Sono ripartite per l’Arizona lasciando in tutti noi un vuoto, ma anche la promessa di rincontrarci da qualche parte: chissà, magari in Arizona.

Nota
1) L'Ufficiale Comandante di ogni vascello che trasportava emigranti con destinazione "Stati Uniti" doveva compilare un registro predisposto dal Ministero del Tesoro, in base agli Atti del Congresso americano. In detto registro, da consegnare all'ufficio del "Commissariato Immigrazione", dovevano essere annotate: generalità dell'immigrato, età, sesso, occupazione, scolarità, cittadinanza, razza, ultima residenza, destinazione finale, condizione mentale e fisica, deformità o invalidità (tipologia, da quando e motivazione), se anarchico o poligamo, se aveva avuto problemi con la giustizia ed eventualmente i motivi.. Inoltre se aveva il biglietto per la destinazione finale e da chi era stato pagato; se possedeva 50 dollari e se meno quanti; se era già stato in USA e, in caso affermativo, quando e dove. Se si stava riunendo a parenti o amici e, in caso affermativo, doveva esplicitarne le generalità e l'indirizzo.

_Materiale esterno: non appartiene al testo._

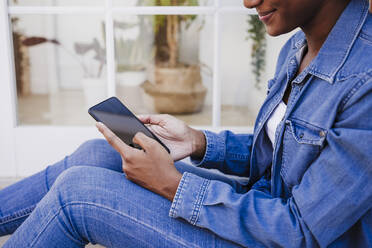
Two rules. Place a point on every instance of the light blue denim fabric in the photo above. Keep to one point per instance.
(315, 187)
(86, 198)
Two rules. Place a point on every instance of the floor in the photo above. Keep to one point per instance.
(5, 182)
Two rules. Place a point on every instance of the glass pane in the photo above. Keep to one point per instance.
(235, 3)
(162, 2)
(165, 71)
(60, 70)
(244, 74)
(56, 2)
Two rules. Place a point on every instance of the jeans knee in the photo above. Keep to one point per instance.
(97, 153)
(71, 184)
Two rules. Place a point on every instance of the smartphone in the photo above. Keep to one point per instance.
(121, 121)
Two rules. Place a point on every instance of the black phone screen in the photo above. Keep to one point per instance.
(121, 121)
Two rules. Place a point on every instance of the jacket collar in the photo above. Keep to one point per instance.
(338, 44)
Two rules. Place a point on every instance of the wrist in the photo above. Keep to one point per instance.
(198, 144)
(169, 192)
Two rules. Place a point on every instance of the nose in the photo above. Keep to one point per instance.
(252, 3)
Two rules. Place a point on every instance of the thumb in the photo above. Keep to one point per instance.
(144, 141)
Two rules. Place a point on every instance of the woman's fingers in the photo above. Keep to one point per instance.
(114, 140)
(151, 119)
(145, 142)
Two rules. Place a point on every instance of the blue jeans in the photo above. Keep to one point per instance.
(86, 198)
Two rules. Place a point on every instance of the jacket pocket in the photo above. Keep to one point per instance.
(302, 143)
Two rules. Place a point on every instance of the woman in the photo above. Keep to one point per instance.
(308, 161)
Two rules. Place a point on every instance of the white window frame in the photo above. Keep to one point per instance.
(27, 149)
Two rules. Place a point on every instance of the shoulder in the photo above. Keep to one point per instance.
(359, 61)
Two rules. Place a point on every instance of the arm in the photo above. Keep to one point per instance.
(333, 195)
(226, 152)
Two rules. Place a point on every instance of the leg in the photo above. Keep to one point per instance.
(88, 204)
(18, 200)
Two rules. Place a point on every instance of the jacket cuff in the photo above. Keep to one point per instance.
(214, 152)
(189, 198)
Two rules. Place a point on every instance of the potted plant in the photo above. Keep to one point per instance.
(172, 86)
(133, 49)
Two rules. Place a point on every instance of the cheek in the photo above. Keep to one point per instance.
(282, 23)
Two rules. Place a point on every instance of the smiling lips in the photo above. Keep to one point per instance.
(266, 15)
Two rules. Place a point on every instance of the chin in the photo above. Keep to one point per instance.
(276, 31)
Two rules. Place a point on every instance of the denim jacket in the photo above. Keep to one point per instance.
(314, 188)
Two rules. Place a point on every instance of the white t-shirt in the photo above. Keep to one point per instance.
(274, 120)
(278, 114)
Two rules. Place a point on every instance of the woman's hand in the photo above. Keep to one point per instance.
(181, 139)
(152, 167)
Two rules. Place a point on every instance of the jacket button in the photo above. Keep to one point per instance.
(321, 133)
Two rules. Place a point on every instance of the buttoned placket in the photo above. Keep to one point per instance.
(296, 86)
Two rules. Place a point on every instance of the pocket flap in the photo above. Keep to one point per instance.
(306, 133)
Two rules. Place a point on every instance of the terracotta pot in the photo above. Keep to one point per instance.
(174, 90)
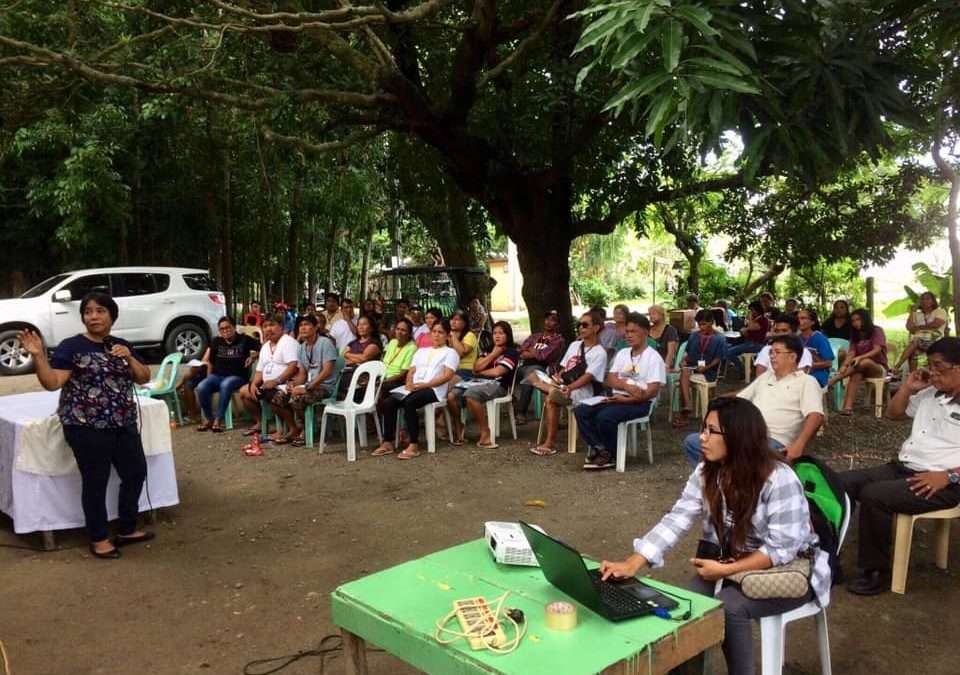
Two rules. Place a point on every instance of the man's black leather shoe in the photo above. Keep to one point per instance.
(871, 582)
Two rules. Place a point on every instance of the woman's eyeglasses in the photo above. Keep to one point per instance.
(707, 431)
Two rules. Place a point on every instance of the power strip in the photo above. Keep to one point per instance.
(479, 623)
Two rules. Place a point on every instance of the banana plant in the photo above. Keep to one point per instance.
(940, 284)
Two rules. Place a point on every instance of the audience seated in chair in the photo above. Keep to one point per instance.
(782, 324)
(636, 376)
(613, 335)
(427, 382)
(227, 360)
(464, 342)
(706, 350)
(790, 401)
(925, 476)
(315, 380)
(816, 345)
(742, 483)
(277, 369)
(366, 347)
(423, 336)
(664, 335)
(866, 358)
(540, 352)
(925, 324)
(754, 334)
(559, 394)
(492, 377)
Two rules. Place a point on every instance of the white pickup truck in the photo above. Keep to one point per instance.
(174, 308)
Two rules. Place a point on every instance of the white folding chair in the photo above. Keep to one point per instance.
(627, 437)
(773, 628)
(429, 423)
(494, 410)
(352, 412)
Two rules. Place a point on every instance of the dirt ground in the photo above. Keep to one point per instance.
(242, 568)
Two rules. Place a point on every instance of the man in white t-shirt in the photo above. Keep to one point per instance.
(427, 381)
(926, 474)
(635, 378)
(789, 399)
(560, 394)
(783, 324)
(277, 366)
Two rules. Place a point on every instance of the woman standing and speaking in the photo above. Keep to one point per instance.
(95, 373)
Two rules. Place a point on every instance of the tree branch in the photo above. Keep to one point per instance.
(525, 45)
(320, 148)
(643, 197)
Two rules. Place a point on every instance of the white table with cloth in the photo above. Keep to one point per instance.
(39, 479)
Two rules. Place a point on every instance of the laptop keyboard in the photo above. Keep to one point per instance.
(615, 597)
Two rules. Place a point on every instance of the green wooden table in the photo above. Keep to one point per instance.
(396, 609)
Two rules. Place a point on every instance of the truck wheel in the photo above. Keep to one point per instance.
(187, 338)
(13, 359)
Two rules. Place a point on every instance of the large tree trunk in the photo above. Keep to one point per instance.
(226, 234)
(770, 275)
(293, 286)
(950, 174)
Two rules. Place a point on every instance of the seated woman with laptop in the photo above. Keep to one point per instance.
(755, 517)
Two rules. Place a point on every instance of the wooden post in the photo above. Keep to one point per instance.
(354, 653)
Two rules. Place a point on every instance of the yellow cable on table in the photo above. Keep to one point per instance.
(560, 616)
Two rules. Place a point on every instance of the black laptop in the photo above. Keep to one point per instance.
(563, 567)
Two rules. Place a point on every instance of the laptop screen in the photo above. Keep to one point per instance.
(563, 567)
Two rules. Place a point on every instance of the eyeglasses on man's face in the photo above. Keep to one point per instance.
(941, 367)
(707, 431)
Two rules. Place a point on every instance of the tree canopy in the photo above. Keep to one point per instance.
(558, 117)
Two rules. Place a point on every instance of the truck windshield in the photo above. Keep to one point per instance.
(44, 286)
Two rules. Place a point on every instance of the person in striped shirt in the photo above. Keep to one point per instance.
(754, 516)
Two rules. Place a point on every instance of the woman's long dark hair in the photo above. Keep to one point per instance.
(866, 325)
(508, 330)
(739, 478)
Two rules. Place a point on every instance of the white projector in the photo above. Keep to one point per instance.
(508, 544)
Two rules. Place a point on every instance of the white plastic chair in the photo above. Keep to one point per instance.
(429, 423)
(630, 427)
(773, 628)
(494, 410)
(352, 412)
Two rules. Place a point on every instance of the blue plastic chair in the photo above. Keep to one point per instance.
(673, 383)
(164, 385)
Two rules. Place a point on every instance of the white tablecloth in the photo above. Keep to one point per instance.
(39, 501)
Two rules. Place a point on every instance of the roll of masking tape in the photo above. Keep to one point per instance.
(560, 616)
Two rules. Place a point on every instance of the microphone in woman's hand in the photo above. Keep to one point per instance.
(108, 344)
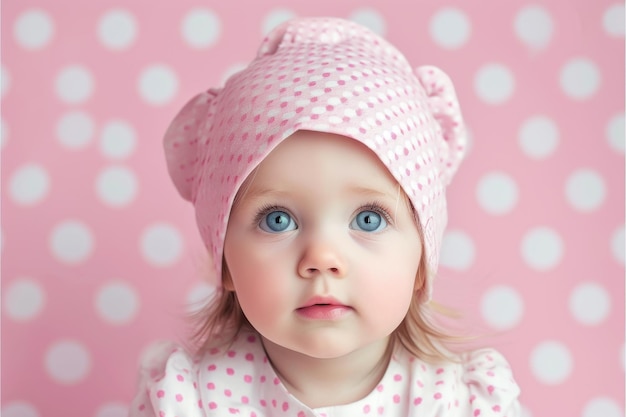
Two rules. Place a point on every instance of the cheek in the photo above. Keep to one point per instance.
(258, 281)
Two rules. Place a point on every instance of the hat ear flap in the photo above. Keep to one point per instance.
(182, 142)
(445, 108)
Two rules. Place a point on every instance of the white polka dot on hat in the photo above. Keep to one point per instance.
(326, 75)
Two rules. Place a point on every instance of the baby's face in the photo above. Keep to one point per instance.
(322, 248)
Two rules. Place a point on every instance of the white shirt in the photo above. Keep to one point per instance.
(240, 381)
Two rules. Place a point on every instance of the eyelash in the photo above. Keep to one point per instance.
(374, 206)
(267, 209)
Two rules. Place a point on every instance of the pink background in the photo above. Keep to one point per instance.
(100, 257)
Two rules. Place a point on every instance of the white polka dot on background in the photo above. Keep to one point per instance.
(617, 244)
(580, 78)
(75, 130)
(494, 83)
(118, 139)
(538, 137)
(457, 250)
(615, 132)
(198, 296)
(497, 193)
(161, 245)
(542, 248)
(551, 362)
(613, 20)
(117, 29)
(275, 18)
(23, 299)
(29, 185)
(19, 409)
(450, 28)
(589, 303)
(116, 186)
(201, 28)
(526, 412)
(370, 18)
(33, 29)
(585, 190)
(68, 362)
(71, 242)
(5, 81)
(157, 84)
(74, 84)
(117, 303)
(602, 407)
(534, 27)
(502, 307)
(112, 410)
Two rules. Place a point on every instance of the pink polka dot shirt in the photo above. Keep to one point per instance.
(240, 381)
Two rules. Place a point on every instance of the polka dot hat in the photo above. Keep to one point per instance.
(326, 75)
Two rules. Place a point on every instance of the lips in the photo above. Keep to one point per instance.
(323, 308)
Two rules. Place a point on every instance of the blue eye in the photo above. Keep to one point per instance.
(368, 221)
(277, 222)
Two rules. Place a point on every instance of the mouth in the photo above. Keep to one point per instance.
(323, 308)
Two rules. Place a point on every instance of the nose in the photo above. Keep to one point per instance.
(321, 258)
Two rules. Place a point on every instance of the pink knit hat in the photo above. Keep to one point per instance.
(326, 75)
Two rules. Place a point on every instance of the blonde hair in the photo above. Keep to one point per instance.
(222, 318)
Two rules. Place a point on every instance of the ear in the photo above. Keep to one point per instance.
(445, 108)
(181, 142)
(420, 277)
(227, 280)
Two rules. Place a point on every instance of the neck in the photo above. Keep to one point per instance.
(335, 381)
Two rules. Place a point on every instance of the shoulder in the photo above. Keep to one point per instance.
(490, 383)
(175, 382)
(479, 382)
(166, 382)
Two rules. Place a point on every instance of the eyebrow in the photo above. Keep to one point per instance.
(352, 190)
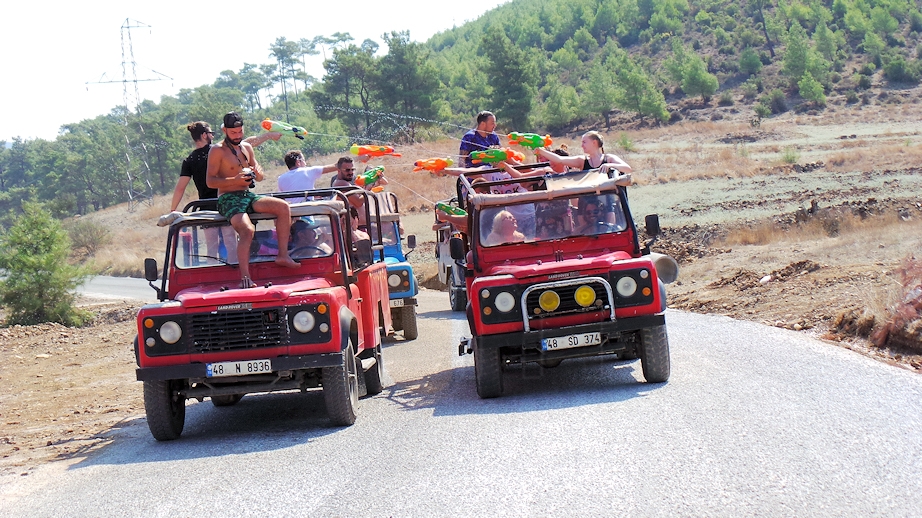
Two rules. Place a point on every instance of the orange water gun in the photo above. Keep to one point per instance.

Celso Pederzani partì da Genova, con la nave Hohenzollern, il 25(?) settembre 1901 e giunse al porto di New York il 9 ottobre 1901. Dalla lettura del registro apprendiamo che ha 21 anni e non è sposato; proviene dall'Italia, precisamente da San Giovanni in Persiceto, e non è mai stato in USA. Non ha mai avuto problemi con la giustizia, non è poligamo, né anarchico e possiede in tutto 19(?) dollari.

Rodolfo Pederzani partì da Le Havre, con la nave Savoia, il 14 Aprile 1906 e giunse a New York il 21 aprile 1906. Dalla lettura del registro apprendiamo che intende riunirsi al fratello Celso e che ha 23 anni. Lavora come colono, proviene dall'Italia, precisamente da Decima ed intende recarsi a Springfield ma non possiede il biglietto per tale destinazione. Non è mai stato in USA, non ha mai avuto problemi con la giustizia, non è poligamo, né anarchico e possiede in tutto 11 dollari.